Le rideau s’est levé le vendredi 10 Avril dernier sur une soirée pas comme les autres dans le bara de Koumakan. Devant un public sélect et averti, l’émotion était déjà palpable lorsque Moussa Doumbouya, patron des lieux, est monté sur scène pour introduire l’artiste. Quelques mots justes, empreints de respect et d’admiration, ont suffi pour annoncer ce moment attendu, le grand retour de Khady Diop.

Absente de la scène musicale depuis plusieurs années, et sans concert solo depuis 2016, Khady Diop a choisi Koumakan pour signer une réapparition forte, élégante et profondément artistique. Un choix qui en dit long sur l’importance de l’instant.
Dès les premières notes de “Love”, en guise d’introduction, l’artiste impose son univers.
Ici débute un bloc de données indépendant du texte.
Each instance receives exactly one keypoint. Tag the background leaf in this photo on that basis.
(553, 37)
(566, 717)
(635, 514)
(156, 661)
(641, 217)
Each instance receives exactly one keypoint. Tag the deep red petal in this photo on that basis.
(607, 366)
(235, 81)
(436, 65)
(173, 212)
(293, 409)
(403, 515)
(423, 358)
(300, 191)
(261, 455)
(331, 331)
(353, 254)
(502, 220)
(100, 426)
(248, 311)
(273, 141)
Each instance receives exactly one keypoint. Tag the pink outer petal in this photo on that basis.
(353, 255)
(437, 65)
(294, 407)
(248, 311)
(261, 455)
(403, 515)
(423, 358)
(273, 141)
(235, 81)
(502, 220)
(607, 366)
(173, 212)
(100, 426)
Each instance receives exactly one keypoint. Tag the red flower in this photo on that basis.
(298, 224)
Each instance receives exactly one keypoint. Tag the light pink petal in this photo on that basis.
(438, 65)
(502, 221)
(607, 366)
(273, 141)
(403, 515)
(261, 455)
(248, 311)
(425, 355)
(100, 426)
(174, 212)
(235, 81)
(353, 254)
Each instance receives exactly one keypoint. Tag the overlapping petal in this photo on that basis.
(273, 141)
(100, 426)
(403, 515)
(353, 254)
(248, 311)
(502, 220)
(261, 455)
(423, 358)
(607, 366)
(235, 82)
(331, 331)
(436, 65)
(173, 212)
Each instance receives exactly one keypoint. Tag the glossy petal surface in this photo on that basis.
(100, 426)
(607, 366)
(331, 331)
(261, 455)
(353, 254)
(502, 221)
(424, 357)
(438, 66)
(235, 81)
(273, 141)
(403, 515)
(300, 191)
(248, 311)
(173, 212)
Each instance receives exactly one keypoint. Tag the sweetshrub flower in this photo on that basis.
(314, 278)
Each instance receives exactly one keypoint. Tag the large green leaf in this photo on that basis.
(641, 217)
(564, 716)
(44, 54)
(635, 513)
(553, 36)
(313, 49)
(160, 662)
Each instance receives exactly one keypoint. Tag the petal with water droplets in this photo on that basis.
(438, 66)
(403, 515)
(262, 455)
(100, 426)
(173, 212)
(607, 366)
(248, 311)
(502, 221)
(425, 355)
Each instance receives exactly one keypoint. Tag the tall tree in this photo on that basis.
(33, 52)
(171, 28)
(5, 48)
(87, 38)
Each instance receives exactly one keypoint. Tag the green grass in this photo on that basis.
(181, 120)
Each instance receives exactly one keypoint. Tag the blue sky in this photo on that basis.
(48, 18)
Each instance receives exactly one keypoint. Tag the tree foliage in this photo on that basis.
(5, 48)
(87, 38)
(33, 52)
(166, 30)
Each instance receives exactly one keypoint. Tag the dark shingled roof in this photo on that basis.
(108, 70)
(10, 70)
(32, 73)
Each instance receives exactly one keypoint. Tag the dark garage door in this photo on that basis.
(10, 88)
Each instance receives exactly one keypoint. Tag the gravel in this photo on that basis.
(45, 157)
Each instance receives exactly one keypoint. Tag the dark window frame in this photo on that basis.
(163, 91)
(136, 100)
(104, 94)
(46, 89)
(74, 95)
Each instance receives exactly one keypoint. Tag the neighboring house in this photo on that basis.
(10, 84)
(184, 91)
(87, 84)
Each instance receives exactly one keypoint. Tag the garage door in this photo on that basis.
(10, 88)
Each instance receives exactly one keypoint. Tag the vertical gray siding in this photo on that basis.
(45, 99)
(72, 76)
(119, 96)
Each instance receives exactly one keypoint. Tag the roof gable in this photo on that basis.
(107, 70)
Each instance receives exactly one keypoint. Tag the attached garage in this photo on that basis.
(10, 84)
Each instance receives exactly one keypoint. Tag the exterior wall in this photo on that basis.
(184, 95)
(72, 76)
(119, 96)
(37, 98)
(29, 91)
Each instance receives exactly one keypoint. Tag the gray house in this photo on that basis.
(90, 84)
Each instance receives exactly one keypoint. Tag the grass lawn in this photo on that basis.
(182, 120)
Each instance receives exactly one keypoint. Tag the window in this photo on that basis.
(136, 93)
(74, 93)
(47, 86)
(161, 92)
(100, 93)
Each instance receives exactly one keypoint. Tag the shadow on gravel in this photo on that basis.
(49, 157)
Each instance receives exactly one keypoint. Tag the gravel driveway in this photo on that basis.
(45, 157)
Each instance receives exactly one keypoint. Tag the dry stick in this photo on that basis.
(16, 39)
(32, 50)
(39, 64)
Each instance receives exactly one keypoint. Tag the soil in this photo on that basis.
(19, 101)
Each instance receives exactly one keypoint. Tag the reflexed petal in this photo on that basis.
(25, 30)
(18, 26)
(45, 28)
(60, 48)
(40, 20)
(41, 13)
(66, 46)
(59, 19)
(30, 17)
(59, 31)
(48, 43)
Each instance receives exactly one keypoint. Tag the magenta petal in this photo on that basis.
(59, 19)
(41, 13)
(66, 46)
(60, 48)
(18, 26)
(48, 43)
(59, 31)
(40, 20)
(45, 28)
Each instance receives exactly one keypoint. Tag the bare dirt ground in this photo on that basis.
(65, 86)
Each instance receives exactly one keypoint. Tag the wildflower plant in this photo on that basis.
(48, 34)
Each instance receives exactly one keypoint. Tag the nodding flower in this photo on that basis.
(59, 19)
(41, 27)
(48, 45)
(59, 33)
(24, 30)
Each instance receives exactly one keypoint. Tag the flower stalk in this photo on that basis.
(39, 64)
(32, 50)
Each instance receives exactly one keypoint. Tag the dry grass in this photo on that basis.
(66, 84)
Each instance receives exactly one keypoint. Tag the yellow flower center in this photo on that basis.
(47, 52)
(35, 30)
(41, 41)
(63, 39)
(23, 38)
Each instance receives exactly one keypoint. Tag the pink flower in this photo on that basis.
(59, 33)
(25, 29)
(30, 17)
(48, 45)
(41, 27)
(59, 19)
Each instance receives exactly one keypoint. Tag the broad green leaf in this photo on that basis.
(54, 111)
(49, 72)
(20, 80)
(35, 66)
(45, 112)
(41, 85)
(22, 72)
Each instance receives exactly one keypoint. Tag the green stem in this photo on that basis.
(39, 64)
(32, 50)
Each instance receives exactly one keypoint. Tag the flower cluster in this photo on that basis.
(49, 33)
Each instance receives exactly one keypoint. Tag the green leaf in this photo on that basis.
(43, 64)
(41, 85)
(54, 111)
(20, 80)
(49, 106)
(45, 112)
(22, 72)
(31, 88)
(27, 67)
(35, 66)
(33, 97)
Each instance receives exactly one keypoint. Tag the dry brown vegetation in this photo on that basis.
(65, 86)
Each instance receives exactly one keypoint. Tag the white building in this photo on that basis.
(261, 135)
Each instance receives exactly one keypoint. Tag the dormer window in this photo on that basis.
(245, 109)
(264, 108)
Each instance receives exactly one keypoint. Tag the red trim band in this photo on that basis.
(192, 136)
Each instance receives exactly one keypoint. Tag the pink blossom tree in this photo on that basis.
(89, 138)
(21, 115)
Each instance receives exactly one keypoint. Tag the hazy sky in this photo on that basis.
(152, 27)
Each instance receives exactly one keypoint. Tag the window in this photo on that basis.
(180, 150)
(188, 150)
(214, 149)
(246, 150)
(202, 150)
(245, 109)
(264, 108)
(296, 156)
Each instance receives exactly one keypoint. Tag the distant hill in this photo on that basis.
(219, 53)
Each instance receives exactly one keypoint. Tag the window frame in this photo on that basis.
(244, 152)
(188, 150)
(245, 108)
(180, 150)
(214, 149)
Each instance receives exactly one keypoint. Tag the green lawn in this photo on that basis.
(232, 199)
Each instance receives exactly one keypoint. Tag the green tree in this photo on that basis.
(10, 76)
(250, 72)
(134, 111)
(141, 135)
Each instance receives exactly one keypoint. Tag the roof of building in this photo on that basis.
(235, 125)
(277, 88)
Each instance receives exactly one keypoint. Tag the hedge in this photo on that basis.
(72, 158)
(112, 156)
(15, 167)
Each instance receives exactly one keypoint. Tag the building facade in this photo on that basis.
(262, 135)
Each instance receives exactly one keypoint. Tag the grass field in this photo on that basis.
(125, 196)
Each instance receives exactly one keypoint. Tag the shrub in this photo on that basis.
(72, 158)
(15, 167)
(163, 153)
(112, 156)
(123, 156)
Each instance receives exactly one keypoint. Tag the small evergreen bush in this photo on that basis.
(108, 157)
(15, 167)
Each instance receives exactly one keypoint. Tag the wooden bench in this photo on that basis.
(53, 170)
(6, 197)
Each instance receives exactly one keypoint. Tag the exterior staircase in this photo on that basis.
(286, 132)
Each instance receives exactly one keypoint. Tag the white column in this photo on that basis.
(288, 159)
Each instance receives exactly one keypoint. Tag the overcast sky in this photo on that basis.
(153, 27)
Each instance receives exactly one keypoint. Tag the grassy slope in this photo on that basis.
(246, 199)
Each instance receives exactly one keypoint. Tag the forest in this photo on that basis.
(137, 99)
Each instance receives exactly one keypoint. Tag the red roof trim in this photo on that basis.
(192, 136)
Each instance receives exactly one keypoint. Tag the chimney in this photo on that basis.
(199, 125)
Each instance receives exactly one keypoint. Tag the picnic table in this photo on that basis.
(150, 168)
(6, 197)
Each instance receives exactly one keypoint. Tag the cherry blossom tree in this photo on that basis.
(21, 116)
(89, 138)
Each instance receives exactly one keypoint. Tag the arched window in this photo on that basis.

La voix est intacte, habitée, et la connexion avec le public immédiate. S’ensuit un voyage musical riche et maîtrisé à travers un répertoire soigneusement construit, “Mandali”, “Bhanto”, véritable moment de communion avec le public.

Au fil de la soirée, Khady Diop démontre toute l’étendue de son talent en naviguant entre ses propres titres et des reprises magistrales de quelques chansons qui ont marquées son adolescence. Elle revisite avec intensité “Sinotena” de Bambino, arrachant frissons et ovations, avant d’enchaîner avec “Tajabone” d’Ismaël Lô, “Femmes d’Afrique” d’Oumou Dioubaté une spéciale dédicace à toutes les femmes qui étaient présentent avant de clore le chapitre des reprises avec une ambiance Mbalakh comme on aime avec l’emblématique “Sali salé” de Coumba Gaoulo Seck.
Le voyage à continue avec d’autres de ses titres forts et identitaires tels que “Kankelènti”, et “Bolingo”, confirmant sa capacité à fusionner émotion, technique et présence scénique.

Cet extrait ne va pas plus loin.